Glyphosate is a chemical found in weed killer products such as RoundUpTM used on farms and home lawns. It gets absorbed by plant leaves, stopping plant growth within hours. Because of its effectiveness, glyphosate is found in widely used products that are easily obtainable. It is used all over the United States, but its highest concentrations are in the Midwest and Plains states. When glyphosate-containing weed killers are sprayed to kill plants, it can be inhaled and get on the skin. This can cause skin irritation and respiratory effects. People frequently working with glyphosate may be more likely to develop these respiratory effects. In scientific studies on animals, exposure to glyphosate during pregnancy caused developmental defects in the resulting offspring. Furthermore, there is concern that when combined with other chemicals found in weed killer products, glyphosate may have increased toxicity on humans.

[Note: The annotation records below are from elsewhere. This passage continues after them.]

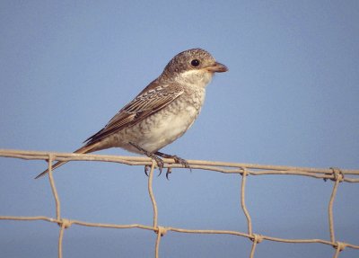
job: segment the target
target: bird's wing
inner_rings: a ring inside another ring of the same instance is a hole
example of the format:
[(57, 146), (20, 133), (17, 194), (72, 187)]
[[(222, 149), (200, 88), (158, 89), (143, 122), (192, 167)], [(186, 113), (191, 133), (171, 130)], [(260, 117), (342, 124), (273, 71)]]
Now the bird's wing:
[(182, 86), (177, 84), (150, 87), (121, 109), (101, 130), (86, 139), (86, 145), (95, 143), (125, 127), (138, 123), (170, 104), (183, 92)]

Whether or not exposure to glyphosate increases the risk of cancer is inconclusive. The US EPA classifies it as not likely to cause cancer; however, the International Agency for Research on Cancer (IARC) concluded that it probably does. There have been allegations that large agrochemical corporations that use glyphosate in their products have close relationships with the governmental organizations that conduct the studies regarding glyphosate’s health risks. While more studies and risk assessments may need to be done to be certain of the risks, it is crucial that these studies are done transparently and without bias to protect and inform the public.